In Another Life with Kris Kristofferson

 
In another life, I taught Sunday School to fifteen-year-old girls.  I was 24 & totally not qualified to be leading a group of teenagers.

How I became a Sunday School teacher is another story for another day.

During that time, Kris Kristofferson starred in a remake of “A Star is Born” with Barbra Streisand.  The girls were madly in love & lust with him.  Or at least with his character in the film.  

And it happened that Kristofferson was touring the country & scheduled for a Houston  gig.  So I arranged a girls’ night out with my class & any others in the department to see the object of their lust in person.

(A sure sign that I was inept as a Sunday School teacher – what were their parents thinking?)
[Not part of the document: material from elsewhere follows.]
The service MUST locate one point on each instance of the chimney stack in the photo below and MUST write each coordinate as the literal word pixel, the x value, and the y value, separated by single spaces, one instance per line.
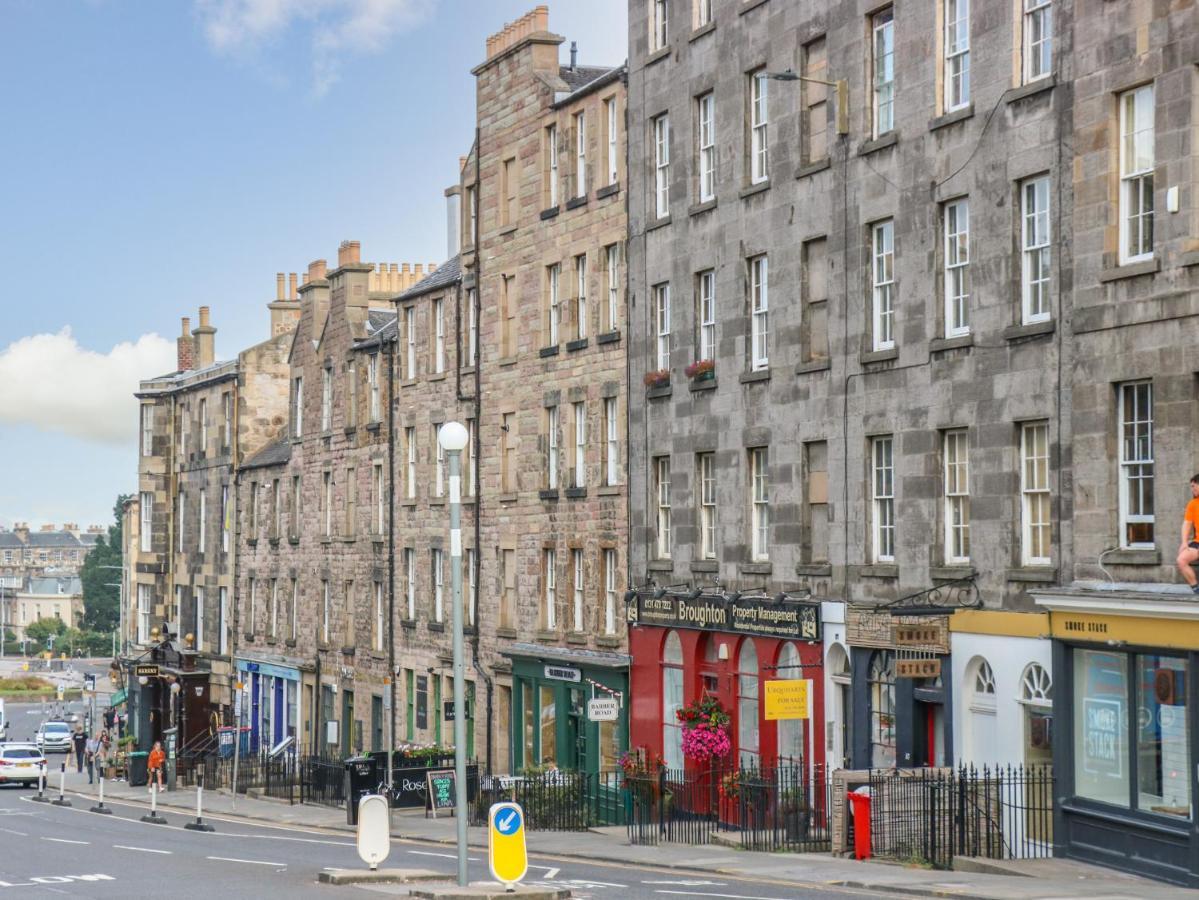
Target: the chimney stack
pixel 205 340
pixel 185 348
Other greats showed up for the final set – Waylon Jennings, Willie Nelson . . .others I don’t remember.

Later, after the concert, I took the girls to IHOP & they looked at me in dismay.

Jaki, he is a country & western singer.

In my youth, I did not know how to explain Kris Kristofferson to a group of lusty fifteen year olds.

That he was not the character in “A Star is Born.”

That he was a Rhodes Scholar, a graduate of the US Army’s Ranger School, a man who quoted William Blake.

That he, not Janis Joplin, wrote “Me & Bobby McGee”. 

 And “For the Good Times” & “Help me Make it Through the Night” & my personal favorite, “Sunday Mornin´Comin’ Down”.

Or that he would eventually team up with Willie Nelson & Waylon Jennings & Johnny Cash to tour as “The Highwaymen”.

I sometimes wonder if those girls remember that night & how I tried to explain the enigma that is Kris Kristofferson to them.

Personally, I admire him much more as a songwriter than as an actor.

But for me, it is always about words.  Always.